The asymmetry is real, but it is option-like, not safe: the downside is permanent capital impairment if the self-funding model breaks; the upside needs contracts that haven’t yet been signed.
Risks
- The 2030 cliff. The profit engine has a defined end date; the replacement isn’t proven.
- Conversion risk. SAWsense feasibility-to-NRE-to-production has slipped repeatedly; “shortly” has a poor track record here.
- Revenue quality. Part of SAWsense revenue is grant income, not commercial sales — the underlying paid run-rate is lower than the headline, so “growth” needs reading carefully.
- Cash. Thin net cash, negative FCF, a facility being drawn, stretched receivables. A further slip raises dilution risk.
- Customer concentration / cyclicality. iTrack is FX- and mining-cycle exposed; Translogik leans on tyre majors who just pulled back.
- Liquidity. ~£7.3m micro-cap, 90th-percentile volatility — position-size accordingly.
- Credibility. Repeated downgrades have trained the market to disbelieve guidance, including the company’s own.
What I’m watching (the catalysts)
- Signed contracts, not pipeline. The Chairman flagged imminent wins at the IMC — an RNS naming a contracted SAWsense production order (especially in robotics or aerospace) is the single biggest re-rating trigger.
- The ex-iTrack EBIT line. At the September 2026 finals, the number that matters is segmental profitability excluding iTrack. Any narrowing of that ~£2m loss is the proof the model is turning.
- Commercial vs grant revenue. Evidence that the paid SAW run-rate — not grant income — is what’s growing.
- Cash & the facility.

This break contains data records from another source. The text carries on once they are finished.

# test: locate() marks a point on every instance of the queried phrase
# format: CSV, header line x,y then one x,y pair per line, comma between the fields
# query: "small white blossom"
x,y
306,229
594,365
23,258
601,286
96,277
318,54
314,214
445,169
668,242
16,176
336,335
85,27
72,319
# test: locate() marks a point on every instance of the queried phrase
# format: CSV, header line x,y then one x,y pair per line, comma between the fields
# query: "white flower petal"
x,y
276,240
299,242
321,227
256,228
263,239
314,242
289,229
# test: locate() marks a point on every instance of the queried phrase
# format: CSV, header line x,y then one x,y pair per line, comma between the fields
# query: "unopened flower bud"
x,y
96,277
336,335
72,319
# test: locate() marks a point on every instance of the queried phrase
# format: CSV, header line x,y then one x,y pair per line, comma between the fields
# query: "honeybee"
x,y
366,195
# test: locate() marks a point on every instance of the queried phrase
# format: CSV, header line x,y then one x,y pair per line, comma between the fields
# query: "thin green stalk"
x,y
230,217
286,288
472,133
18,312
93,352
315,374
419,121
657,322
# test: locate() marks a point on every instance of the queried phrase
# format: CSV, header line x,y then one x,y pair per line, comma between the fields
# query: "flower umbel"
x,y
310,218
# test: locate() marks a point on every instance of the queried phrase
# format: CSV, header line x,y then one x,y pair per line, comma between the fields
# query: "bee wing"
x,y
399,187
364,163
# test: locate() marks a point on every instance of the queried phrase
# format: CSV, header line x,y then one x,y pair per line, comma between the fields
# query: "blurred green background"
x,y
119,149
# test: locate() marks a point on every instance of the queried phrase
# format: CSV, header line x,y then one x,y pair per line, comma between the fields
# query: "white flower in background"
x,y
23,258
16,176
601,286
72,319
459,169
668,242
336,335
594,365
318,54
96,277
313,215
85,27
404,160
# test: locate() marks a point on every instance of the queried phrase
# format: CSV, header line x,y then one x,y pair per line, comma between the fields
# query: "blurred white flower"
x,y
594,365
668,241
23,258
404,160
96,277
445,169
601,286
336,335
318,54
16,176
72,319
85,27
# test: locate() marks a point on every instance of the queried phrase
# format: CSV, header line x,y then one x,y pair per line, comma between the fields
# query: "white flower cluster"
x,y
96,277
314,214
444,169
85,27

Whether the July collections reverse the year-end working-capital dip as promised, and whether the £900k facility is enough.
- iTrack run-rate. Confirmation that ~£2m is the stable base, not a step on the way down.
Conclusion — speculative, but interesting again
When I sold at ~120p, the story was being priced for flawless execution it then failed to deliver. At 48p, the opposite has happened: the market is pricing little beyond an iTrack royalty in run-off. The truth is in between. This is a genuinely high-quality piece of sensor IP attached to a finite cash engine, run by a capable board, but it is pre-inflection, cash-thin and on a 2030 clock — a special situation, not a sleep-at-night compounder.
The deliberate rebasing of guidance to “highly likely” is, to me, a mild positive — it’s the sort of move a board makes when it wants the next update to beat, and when it can see contracts close enough to mention. If those wins land, the ex-iTrack line starts to turn and the asymmetry pays. If they keep slipping, the royalty melts and the equity gets squeezed.
That’s why I’m treating it as a starter-sized, speculative position with adds reserved for contracted-revenue confirmation rather than a conviction buy today. The thing that flips it from “watch” to “back the truck up” is simple and binary: a signed production contract.
This is my personal analysis for educational purposes and is not investment advice or a recommendation to buy or sell. I may hold a position in the securities mentioned. Micro-cap shares are illiquid and can fall sharply; do your own research and consider professional advice. Forecast figures are drawn from company RNS and broker research; the fair value, rating and any price targets in this note are my own.